The next day Denise decided to confront her mother directly about the medication she was or was not taking, hoping to trick Babette into a confession, an admission or some minimal kind of flustered response. This was not a tactic the girl and I had discussed but I couldn’t help admiring the boldness of her timing. All six of us were jammed into the car on our way to the Mid-Village Mall and Denise simply waited for a natural break in the conversation, directing her question toward the back of Babette’s head, in a voice drained of inference.
“What do you know about Dylar?”
“Is that the black girl who’s staying with the Stovers?”
“That’s Dakar,” Steffie said.
“Dakar isn’t her name, it’s where she’s from,” Denise said. “It’s a country on the ivory coast of Africa.”
“The capital is Lagos,” Babette said. “I know that because of a surfer movie I saw once where they travel all over the world.”
“The Perfect Wave,” Heinrich said. “I saw it on TV.”
“But what’s the girl’s name?” Steffie said.
“I don’t know,” Babette said, “but the movie wasn’t called The Perfect Wave. The perfect wave is what they were looking for.”
“They go to Hawaii,” Denise told Steffie, “and wait for these tidal waves to come from Japan.
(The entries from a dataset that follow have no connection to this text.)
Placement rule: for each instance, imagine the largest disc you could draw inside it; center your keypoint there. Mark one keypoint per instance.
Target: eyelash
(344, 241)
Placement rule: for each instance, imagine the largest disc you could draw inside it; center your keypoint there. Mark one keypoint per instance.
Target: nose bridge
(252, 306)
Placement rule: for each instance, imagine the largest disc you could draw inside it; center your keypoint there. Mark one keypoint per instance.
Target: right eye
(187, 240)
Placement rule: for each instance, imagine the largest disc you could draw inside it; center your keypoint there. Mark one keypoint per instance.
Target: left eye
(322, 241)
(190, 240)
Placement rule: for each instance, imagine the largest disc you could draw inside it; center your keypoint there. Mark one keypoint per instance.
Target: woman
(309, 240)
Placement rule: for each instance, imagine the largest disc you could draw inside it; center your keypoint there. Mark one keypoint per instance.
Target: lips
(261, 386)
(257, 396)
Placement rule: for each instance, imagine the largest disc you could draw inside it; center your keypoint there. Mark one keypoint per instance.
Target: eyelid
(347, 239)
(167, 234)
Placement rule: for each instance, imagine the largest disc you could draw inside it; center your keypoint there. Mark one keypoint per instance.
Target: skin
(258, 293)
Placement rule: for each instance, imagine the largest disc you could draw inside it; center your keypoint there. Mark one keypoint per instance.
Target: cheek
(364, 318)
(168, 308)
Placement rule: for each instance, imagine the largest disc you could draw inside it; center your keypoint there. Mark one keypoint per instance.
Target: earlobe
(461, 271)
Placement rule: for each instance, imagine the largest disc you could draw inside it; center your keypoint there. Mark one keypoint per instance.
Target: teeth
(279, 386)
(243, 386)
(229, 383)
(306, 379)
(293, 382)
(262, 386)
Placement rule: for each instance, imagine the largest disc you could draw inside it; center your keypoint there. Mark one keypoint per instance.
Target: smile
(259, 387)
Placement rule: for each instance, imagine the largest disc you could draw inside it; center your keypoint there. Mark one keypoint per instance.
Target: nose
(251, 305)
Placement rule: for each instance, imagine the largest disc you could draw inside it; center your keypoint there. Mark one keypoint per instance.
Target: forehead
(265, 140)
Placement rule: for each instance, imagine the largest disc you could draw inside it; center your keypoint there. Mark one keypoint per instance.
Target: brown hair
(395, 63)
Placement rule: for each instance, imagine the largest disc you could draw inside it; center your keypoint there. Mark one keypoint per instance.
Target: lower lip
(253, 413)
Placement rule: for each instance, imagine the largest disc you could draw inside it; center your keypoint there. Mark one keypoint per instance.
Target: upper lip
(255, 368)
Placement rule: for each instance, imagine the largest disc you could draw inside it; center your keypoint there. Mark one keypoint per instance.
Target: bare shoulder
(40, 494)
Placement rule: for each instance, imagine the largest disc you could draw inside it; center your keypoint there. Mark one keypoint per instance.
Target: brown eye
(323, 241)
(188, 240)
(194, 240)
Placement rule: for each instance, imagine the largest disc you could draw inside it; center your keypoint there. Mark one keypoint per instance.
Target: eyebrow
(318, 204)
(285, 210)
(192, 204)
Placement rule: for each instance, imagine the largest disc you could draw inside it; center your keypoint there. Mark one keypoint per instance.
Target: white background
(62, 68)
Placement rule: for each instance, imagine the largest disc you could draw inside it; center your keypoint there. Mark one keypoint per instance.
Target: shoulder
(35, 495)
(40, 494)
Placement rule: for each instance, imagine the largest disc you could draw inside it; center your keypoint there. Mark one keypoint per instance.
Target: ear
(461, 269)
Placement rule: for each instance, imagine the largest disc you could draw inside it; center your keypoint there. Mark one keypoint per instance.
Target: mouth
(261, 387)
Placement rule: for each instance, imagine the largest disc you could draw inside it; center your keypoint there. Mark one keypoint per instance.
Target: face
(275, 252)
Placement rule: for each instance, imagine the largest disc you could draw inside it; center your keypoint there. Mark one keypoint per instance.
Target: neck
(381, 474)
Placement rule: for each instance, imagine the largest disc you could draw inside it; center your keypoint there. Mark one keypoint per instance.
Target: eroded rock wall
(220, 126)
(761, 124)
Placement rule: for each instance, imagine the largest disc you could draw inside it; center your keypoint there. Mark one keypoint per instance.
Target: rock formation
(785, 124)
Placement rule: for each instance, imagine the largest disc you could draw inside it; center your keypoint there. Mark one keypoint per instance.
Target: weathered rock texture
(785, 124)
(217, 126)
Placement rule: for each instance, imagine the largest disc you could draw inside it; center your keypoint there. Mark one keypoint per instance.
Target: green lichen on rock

They’re called origamis.”
“And the movie was called The Long Hot Summer,” her mother said.
“The Long Hot Summer,” Heinrich said, “happens to be a play by Tennessee Ernie Williams.”
“It doesn’t matter,” Babette said, “because you
can’t copyright titles anyway.”
“If she’s an African,” Steffie said, “I wonder if she ever rode a camel.”
“Try an Audi Turbo.”
“Try a Toyota Supra.”
“What is it camels store in their humps?” Babette said. “Food or water? I could never get that straight.”
“There are one-hump camels and two-hump camels,” Heinrich told her. “So it depends which kind you’re talking about.”
“Are you telling me a two-hump camel stores food in one hump and water in the other?”
“The important thing about camels,” he said, “is that camel meat is considered a delicacy.”
“I thought that was alligator meat,” Denise said.
“Who introduced the camel to America?” Babette said. “They had them out west for a while to carry supplies to coolies who were building the great railroads that met at Ogden, Utah. I remember my history exams.”
“Are you sure you’re not talking about llamas?” Heinrich said.
“The llama stayed in Peru,” Denise said. “Peru has the llama, the vicuña and one other animal. Bolivia has tin. Chile has copper and iron.”
“I’ll give anyone in this car five dollars,” Heinrich said, “if they can name the population of Bolivia.”
“Bolivians,” my daughter said.
The family is the cradle of the world’s misinformation. There must be something in family life that generates factual error. Overcloseness, the noise and heat of being. Perhaps something even deeper, like the need to survive. Murray says we are fragile creatures surrounded by a world of hostile facts. Facts threaten our happiness and security. The deeper we delve into the nature of things, the looser our structure may seem to become. The family process works toward sealing off the world. Small errors grow heads, fictions proliferate. I tell Murray that ignorance and confusion can’t possibly be the driving forces behind family solidarity. What an idea, what a subversion. He asks me why the strongest family units exist in the least developed societies. Not to know is a weapon of survival, he says. Magic and superstition become entrenched as the powerful orthodoxy of the clan. The family is strongest where objective reality is most likely to be misinterpreted. What a heartless theory, I say. But Murray insists it’s true.